Finché non venne il turno di Cossiga che diligentemente incominciò a narrare i suoi ricordi legati a quel periodo. Fino a quando non arrivò l’inevitabile domanda: “Presidente Cossiga, ma lei il 2 giugno come votò?”.
La domanda appariva scontata e spontanea ma purtroppo la versione cartacea del settimanale non ci può che far immaginare la laconica risposta dell’allora senatore a vita: “Ma signora…nel 1946 non potevo votare…ero minorenne!”.
Effettivamente Cossiga aveva meno di 18 anni quel 2 giugno del ’46 (e si consideri che allora la maggiore età si raggiungeva al compimento dei 21 anni) e questo forse fa ben capire come si stia parlando di una sorta di “enfant prodige” della politica nostrana. Del Presidente della Repubblica più giovane della storia d’Italia.
Il dato politico che si trae da ciò non è scontato per molti. Spesso si ignora, per esempio, che Cossiga ha dieci anni in meno di Oscar Luigi Scalfaro pur essendo stato eletto al Quirinale sette anni prima. Da qui si traggono spunti per una carriera politica fatta di ovvie particolarità.

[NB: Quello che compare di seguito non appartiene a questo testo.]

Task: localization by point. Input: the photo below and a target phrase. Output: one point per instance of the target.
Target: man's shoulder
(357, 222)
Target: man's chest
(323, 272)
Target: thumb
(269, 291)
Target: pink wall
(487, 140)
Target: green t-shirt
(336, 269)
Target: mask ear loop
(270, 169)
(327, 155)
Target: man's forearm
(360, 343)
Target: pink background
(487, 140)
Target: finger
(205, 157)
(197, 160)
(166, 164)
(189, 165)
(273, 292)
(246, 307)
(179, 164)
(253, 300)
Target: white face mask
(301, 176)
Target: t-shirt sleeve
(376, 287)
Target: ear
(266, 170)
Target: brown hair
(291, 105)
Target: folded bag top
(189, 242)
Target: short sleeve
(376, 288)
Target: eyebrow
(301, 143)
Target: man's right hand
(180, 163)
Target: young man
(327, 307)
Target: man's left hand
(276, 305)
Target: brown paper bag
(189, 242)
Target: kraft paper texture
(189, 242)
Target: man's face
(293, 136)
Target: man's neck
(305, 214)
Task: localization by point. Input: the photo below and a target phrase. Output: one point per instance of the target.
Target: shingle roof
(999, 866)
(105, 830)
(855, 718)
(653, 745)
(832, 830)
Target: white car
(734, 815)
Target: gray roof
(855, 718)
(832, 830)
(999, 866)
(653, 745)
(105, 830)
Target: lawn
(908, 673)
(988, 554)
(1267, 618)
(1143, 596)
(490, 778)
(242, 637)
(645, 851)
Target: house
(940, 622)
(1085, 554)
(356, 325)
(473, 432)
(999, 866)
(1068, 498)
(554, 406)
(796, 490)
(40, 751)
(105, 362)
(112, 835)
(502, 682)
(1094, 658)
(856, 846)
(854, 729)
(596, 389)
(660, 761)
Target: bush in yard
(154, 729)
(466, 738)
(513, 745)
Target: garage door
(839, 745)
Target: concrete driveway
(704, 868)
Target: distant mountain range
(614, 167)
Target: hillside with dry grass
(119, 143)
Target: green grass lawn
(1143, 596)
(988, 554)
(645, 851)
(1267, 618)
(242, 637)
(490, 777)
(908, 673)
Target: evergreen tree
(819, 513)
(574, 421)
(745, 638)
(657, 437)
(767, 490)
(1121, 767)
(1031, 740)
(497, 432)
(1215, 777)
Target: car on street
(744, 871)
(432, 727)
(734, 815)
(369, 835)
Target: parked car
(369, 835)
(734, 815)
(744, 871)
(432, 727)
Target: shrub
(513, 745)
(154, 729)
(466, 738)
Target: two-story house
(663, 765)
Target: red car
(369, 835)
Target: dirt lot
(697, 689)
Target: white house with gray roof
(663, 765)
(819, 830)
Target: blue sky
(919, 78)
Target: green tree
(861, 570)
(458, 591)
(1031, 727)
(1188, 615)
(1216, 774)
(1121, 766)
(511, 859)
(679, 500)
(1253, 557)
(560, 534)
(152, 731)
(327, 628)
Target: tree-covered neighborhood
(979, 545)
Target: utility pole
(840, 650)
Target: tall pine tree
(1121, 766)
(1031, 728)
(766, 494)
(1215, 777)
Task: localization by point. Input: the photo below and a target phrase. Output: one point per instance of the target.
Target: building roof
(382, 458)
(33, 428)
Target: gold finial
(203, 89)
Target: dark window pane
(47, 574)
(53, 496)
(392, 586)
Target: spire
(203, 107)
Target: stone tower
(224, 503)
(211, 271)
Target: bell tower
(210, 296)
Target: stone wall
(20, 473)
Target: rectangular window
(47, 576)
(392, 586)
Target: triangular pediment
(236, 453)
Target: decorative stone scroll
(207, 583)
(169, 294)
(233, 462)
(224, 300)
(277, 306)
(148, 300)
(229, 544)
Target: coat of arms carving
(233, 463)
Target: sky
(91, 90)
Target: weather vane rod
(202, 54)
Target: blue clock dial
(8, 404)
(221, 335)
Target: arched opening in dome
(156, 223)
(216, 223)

Cugino di Enrico Berlinguer, definitosi sempre come “un democristiano di sinistra”, “il Picconatore” è sempre stato al centro della scena specialmente nel suo periodo al Viminale quando, dopo il ritrovamento del corpo di Aldo Moro avvenuto il 9 maggio del 1978 a via Caetani, annunciò le sue dimissioni dichiarando “Io ho ucciso Aldo Moro”. La sua linea della fermezza (anche se non possiamo avere prove sul successo di una linea politica alternativa) lo lega a quell’evento sui cui ebbe anche non trascurabili ripercussioni per quanto concerne il suo stato di salute.
E allora i ricordi sul personaggio aumentano: il Cossiga con la K protagonista di una linea dura nelle contestazioni nella città di Bologna. Cossiga Capo del Governo. Cossiga l’uomo delle dimissioni, dal partito, dalle istituzioni e dal sindacato. Cossiga che forse ha dannato l’animo di qualche studente di diritto pubblico, incapace di capire perché risulta essere uno dei pochi Capi di Stato a non concludere il suo mandato alla scadenza naturale (stesse grane le riservò “il giurista dei giuristi” Giovanni Leone, ma questa è un’altra storia). E perché no, per chi è nato come me sotto la sua presidenza, il Cossiga senatore a vita ma “interventista” che con la sua Udr non solo dà al governo D’Alema una stampella parlamentare dopo la fuoriuscita rifondarola a sinistra, ma tenta accademicamente di rifondare una forma di penta-partito formato bonsai. Coi vari Mastella dentro il partito e Scognamiglio e Folloni (chi lo ricorda più!) in Consiglio dei Ministri.
Il Cossiga Presidente del Senato eletto a 57 anni al Quirinale e, perché no, il Cossiga che in un epico programma di Milly Carlucci pronunciò l’oramai storica frase: “In un campo da calcio in porta ci metterei D’Alema: è bravo a parare. In difesa? Gianni Letta. Perché risolve in extremis i danni di Berlusconi. A centrocampo vedrei bene Mastella: un po’ di qui e un po’ di là. E in attacco? Bè, signora, se avessi l’età in attacco ci andrei io!”.
E se mi è concesso un tocco personale ad un personaggio politico che senza dubbio non è mai stato e non potrà mai essere un mio esempio positivo, il Cossiga che mi spinse nella mia iniziazione alla politica nel 2003, avevo allora 14 anni, alla a tratti folle scelta di comprare un suo libro chiamato “Per carità di Patria” in cui passava in rassegna tutto lo scibile politico legato alla sua persona. Dagli avvisi a Donat Cattin ai prolissi messaggi a reti unificate in cui ci si scagliava contro quel che ancora restava della “Repubblica dei Partiti” (ah, quando esistevano i partiti!).
Emergeva una certa lucidità. Ma diversa, per esempio, da quella di Andreotti tuttora intatta. Una lucidità politica che risentiva di un certo piano emotivo, di un certo interventismo e a tratti di una certa furia ideologica dal sapore dogmatico.
Sostanzialmente un’intelligenza politica indubbia, ma che forse poteva essere sfruttata meglio al servizio della comunità.